Après avoir créé Les Liens qui Libèrent en 2009 en association avec Actes Sud, qui possédait 30 % de l'entreprise, Henri Trubert et Sophie Marinopoulos ont racheté ces parts en janvier 2022, affirmant leur indépendance pleine et entière. Par cette décision foncièrement politique, la maison de sciences humaines entend se protéger des mouvements de fusion à l'œuvre dans l'édition, mais aussi participer à la création d'espaces de liberté pour les idées et les auteurs.

Les Liens qui Libèrent est devenue une maison 100 % indépendante début 2022. Qu'est-ce qui a motivé cette séparation d'avec Actes Sud ?

Ce choix était à la fois conjoncturel, psychologique et politique. Ce qui l'a motivé en premier lieu, c'est l'envie d'une indépendance complète. Nous avions contracté avec Actes Sud lorsque Françoise Nyssen était encore présidente, et nous étions alors tout à fait indépendants, éditorialement parlant. Ils ne sont jamais intervenus ni sur les programmes ni sur les comptes, c'était une relation de confiance. Quand il a été décidé de transmettre la société à la génération suivante, avec laquelle nous sommes en bons termes mais que nous connaissons moins, nous nous sommes dit que c'était le moment. Par ailleurs, on ne sait jamais ce que sera une maison dans dix ans. Imaginez qu'un jour Actes Sud soit racheté par un grand groupe... Nous n'avions pas du tout envie de cela.

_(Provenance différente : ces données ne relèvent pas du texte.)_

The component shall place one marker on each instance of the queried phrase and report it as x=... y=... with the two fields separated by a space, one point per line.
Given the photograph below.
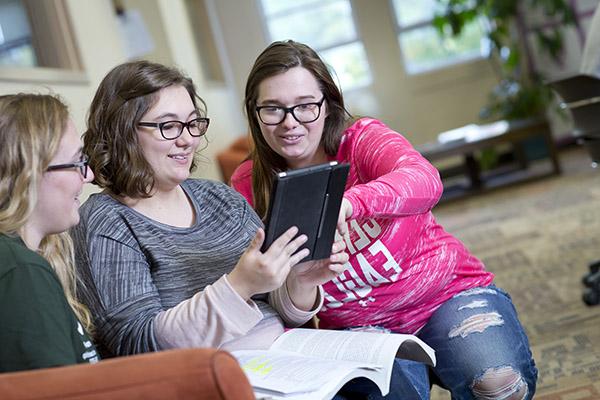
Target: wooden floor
x=538 y=238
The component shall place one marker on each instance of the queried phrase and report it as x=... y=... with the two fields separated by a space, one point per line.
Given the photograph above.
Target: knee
x=500 y=384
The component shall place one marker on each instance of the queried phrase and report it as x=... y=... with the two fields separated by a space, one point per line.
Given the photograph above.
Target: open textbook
x=315 y=363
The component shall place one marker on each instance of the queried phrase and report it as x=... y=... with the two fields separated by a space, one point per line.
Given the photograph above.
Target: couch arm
x=174 y=374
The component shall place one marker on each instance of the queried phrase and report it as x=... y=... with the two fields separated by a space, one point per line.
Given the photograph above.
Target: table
x=465 y=141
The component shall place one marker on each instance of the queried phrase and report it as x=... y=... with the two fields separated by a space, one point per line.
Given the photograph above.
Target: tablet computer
x=310 y=199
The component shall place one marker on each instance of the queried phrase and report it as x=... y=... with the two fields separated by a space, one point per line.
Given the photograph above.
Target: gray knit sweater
x=151 y=286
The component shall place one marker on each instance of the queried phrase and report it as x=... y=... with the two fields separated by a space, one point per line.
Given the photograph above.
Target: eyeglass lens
x=302 y=113
x=173 y=129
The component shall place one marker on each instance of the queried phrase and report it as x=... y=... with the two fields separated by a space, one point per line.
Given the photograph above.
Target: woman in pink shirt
x=405 y=273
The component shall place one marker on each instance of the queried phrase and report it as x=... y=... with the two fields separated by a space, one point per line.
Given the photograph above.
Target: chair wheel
x=591 y=297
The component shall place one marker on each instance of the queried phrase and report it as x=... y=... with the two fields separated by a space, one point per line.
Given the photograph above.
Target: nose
x=185 y=139
x=89 y=175
x=289 y=121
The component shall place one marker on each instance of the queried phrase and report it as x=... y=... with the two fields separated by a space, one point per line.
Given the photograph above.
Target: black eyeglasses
x=82 y=165
x=303 y=113
x=171 y=130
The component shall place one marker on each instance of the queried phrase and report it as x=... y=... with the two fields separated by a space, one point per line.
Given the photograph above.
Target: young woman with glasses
x=42 y=173
x=169 y=261
x=405 y=273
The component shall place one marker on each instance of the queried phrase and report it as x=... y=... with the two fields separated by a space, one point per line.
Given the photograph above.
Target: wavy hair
x=276 y=59
x=31 y=127
x=124 y=96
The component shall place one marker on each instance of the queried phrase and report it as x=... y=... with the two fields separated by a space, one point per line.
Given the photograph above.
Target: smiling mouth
x=291 y=137
x=180 y=157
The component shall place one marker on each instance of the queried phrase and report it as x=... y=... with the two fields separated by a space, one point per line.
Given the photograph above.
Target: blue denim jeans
x=481 y=348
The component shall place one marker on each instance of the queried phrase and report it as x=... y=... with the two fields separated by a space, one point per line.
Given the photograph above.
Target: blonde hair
x=31 y=127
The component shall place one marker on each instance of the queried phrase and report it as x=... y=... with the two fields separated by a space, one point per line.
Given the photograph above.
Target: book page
x=281 y=374
x=370 y=347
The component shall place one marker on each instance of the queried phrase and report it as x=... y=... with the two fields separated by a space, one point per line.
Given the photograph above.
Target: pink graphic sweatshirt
x=403 y=265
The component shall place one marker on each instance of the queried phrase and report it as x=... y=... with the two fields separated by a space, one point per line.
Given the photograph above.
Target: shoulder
x=102 y=215
x=241 y=180
x=15 y=255
x=243 y=173
x=214 y=194
x=24 y=268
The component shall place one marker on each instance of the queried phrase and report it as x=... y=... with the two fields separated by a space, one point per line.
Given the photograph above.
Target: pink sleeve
x=241 y=181
x=397 y=179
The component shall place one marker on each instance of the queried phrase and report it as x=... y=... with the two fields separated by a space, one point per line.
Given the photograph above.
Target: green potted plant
x=521 y=91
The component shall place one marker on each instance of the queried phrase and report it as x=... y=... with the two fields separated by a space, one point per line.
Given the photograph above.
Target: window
x=15 y=35
x=328 y=27
x=37 y=34
x=423 y=48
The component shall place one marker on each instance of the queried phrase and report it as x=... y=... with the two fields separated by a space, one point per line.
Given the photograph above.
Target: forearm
x=208 y=319
x=296 y=308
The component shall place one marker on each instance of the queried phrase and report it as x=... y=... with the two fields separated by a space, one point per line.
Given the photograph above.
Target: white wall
x=418 y=106
x=101 y=48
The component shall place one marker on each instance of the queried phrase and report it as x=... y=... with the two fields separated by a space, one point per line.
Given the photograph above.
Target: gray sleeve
x=124 y=301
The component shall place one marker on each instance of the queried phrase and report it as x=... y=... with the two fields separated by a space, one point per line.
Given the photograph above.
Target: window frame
x=320 y=50
x=53 y=40
x=447 y=64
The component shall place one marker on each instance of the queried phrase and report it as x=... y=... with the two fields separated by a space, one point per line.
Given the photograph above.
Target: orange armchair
x=175 y=374
x=233 y=156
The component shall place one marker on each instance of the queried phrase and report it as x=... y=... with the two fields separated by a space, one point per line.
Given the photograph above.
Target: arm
x=37 y=323
x=397 y=180
x=132 y=315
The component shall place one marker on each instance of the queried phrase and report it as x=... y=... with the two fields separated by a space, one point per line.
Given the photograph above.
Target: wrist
x=303 y=297
x=238 y=285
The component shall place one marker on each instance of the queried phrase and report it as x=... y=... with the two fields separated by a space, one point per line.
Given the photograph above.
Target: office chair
x=581 y=96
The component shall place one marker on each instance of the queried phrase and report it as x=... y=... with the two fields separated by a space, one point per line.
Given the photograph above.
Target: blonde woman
x=42 y=173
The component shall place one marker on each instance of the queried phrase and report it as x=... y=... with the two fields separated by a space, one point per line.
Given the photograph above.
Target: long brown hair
x=125 y=94
x=31 y=127
x=276 y=59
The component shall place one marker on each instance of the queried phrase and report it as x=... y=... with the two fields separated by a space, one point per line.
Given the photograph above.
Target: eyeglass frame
x=82 y=164
x=160 y=125
x=290 y=110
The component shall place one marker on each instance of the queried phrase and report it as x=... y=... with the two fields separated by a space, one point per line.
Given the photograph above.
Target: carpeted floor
x=538 y=239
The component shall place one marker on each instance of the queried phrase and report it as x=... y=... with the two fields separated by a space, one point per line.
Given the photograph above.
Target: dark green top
x=38 y=328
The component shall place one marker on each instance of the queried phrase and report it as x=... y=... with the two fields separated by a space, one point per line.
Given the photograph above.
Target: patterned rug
x=538 y=238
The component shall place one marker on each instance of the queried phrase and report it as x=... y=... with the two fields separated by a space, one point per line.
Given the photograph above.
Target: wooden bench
x=467 y=140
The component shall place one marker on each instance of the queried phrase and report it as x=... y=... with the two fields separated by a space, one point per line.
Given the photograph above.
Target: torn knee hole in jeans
x=502 y=383
x=476 y=324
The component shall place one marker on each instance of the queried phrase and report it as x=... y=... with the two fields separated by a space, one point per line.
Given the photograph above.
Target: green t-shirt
x=38 y=328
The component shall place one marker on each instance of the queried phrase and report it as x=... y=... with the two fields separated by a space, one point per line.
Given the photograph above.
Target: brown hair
x=31 y=127
x=125 y=94
x=276 y=59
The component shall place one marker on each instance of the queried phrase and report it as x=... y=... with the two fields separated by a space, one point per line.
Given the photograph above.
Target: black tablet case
x=310 y=199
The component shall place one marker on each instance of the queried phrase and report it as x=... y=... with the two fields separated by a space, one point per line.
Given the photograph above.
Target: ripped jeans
x=481 y=348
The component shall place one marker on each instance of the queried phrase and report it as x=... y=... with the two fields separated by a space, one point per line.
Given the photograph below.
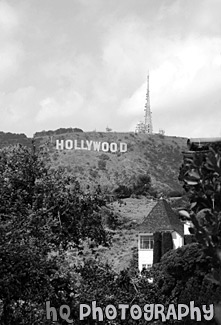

Comment finance-t-on une opération comme celle-ci ?

Notre maison a toujours bien fonctionné et bénéficié d'un peu de trésorerie en avance. Ce rachat ne nous a donc pas fragilisés, nous savions que nous pouvions l'assumer.

Concrètement, en quoi cette décision a-t-elle modifié votre activité ?

Ça ne change pas grand-chose, c'est assez symbolique. D'ailleurs, Actes Sud reste le diffuseur et s'occupe de notre fabrication moyennant finances, ce qui est aussi une façon de garder un lien. Mais compte tenu de ce qui se passe dans le monde de l'édition, la liberté symbolique est fondamentale. Un éditeur 100 % indépendant, c'est autre chose qu'un éditeur indépendant à 70 % ! C'est presque un acte de résistance, pour affirmer qu'on ne sera jamais assujettis à aucun capital, quel qu'il soit. Je pense que les auteurs de notre maison, qui est éminemment politique, sont heureux de cette situation.

Quel bilan tirez-vous de cette première année de totale indépendance ?

Nous en sommes très contents. Dans ce mouvement d'accaparement des petits et des moyens par de gros groupes dont les détenteurs du capital sont en général voraces, pour ne pas dire cupides, les éditeurs totalement indépendants ont un rôle à jouer. Il nous appartient de créer un espace d'acteurs qui soient beaucoup plus libres que d'autres, parfois pris dans les rets de la censure, mais surtout de l'imaginaire économique de rentabilité, qui infléchit énormément les programmes des maisons d'édition. En vingt ans, on note un effondrement de la qualité et une exubérance du coût marketing... De très belles maisons de sciences humaines n'en font quasiment plus, précisément parce que ce n'est pas assez rentable. Mais il y a aussi une pépinière de petites maisons indépendantes de sciences humaines, comme Anamosa, Wildproject, Divergences, qui font un travail exceptionnel que d'autres ne font plus.

Quels sont aujourd'hui vos principaux défis en tant qu'éditeur indépendant ?

Essayer d'être un « métier de pointe », comme disait René Char ! Nous, on a 65 ans ; si dans trois ans nos bouquins ne marchent plus, on ne va pas s'amuser à faire de la soupe, ça nous ennuie. Le défi est donc avant tout culturel, et non pas commercial : il s'agit d'anticiper et d'émanciper les idées comme les auteurs.